Monitor Your Foreign Currency Position Closely, CBN Directs Bank – Thisday

CBN

By Ugo Aliogo

In view of the forex scarcity in the economy, the Central Bank of Nigeria (CBN) has advised commercial banks to monitor their foreign currency positions more closely.

The Director, Banking Supervision, CBN, Mrs. Tokunbo Martins, who gave this advice, pointed out that there have been increased volatility in the forex market.

Speaking at the CBN/FITC 2016 Edition of Continuous Education Programme (CEP) for Directors of Banks and Other Financial Institutions, with the theme: “Effective Board Leadership; Sustaining a Culture of Compliance and Growth,” in Lagos yesterday, Martins also reaffirmed the commitment of the central bank to continue promoting compliance and safety in the financial sector.

She added: “Following the depreciation of naira as fallout of the introduction of the flexible exchange regime, the foreign currency exposures of banks has increased in naira terms. This has increased the loan repayment obligation of borrowers and threatened their capacities to meet contracted loan repayments. Banks may therefore, need to restrict extending foreign currency denominated loans to customers that do not earn FX.

“Following the deficiencies in financial regulations revealed by the 2007/2008 financial crisis, the committee prepared the Basel III regulatory framework between 2009– 2011. The regulation specifically covers bank capital adequacy, stress testing, market and liquidity risks, among others. It is worthy of note that in the process of implementing the requirements of Basel II, the CBN had implemented some aspects of the requirements of Basel III.

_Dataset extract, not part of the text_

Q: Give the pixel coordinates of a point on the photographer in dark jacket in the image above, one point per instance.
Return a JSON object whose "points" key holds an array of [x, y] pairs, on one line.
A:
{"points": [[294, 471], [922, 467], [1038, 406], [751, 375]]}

This proactive step was aimed at ensuring the stability of the financial system. The requirements of the Basel III framework are grouped under four areas such as regulatory capital, liquidity coverage ratio, net stable funding ratio (NSFR) and leverage ratio.”
She also said the safety and soundness of the banking system was the collective responsibility of everyone, saying everybody has a role to play in ensuring that the financial system is safe.

Speaking on the Treasury Single Account (TSA), she said the main objective of the policy was to enhance efficiency of cash management, improve accountability in government, enhance transparency and avoid misapplication of public funds.
“It is also worthy of note that some state governments including Kaduna and Lagos have introduced the TSA regime in the management of their revenues.”

Martins further stressed that the TSA caused some unintended consequences which affected the operations of banks in certain areas such as depletion of deposit, decrease in revenue, redundancy and liquidity stress.

In her remark, the Managing Director of FITC, Dr. Lucy Newman, said financial institutions have made remarkable progress in the country over the years especially in innovation and creativity, adding that if other sectors take a leaf from the success stories of the financial and telecommunication sectors, the economy would bounce back and improve greatly.

She added: “For us, this programme will help us to stay focused on all the areas, so that we will not fall into infractions. We are also zeroing in on money laundering, starting with general regulations. We need to take things in context; there are micro and macro credentials.”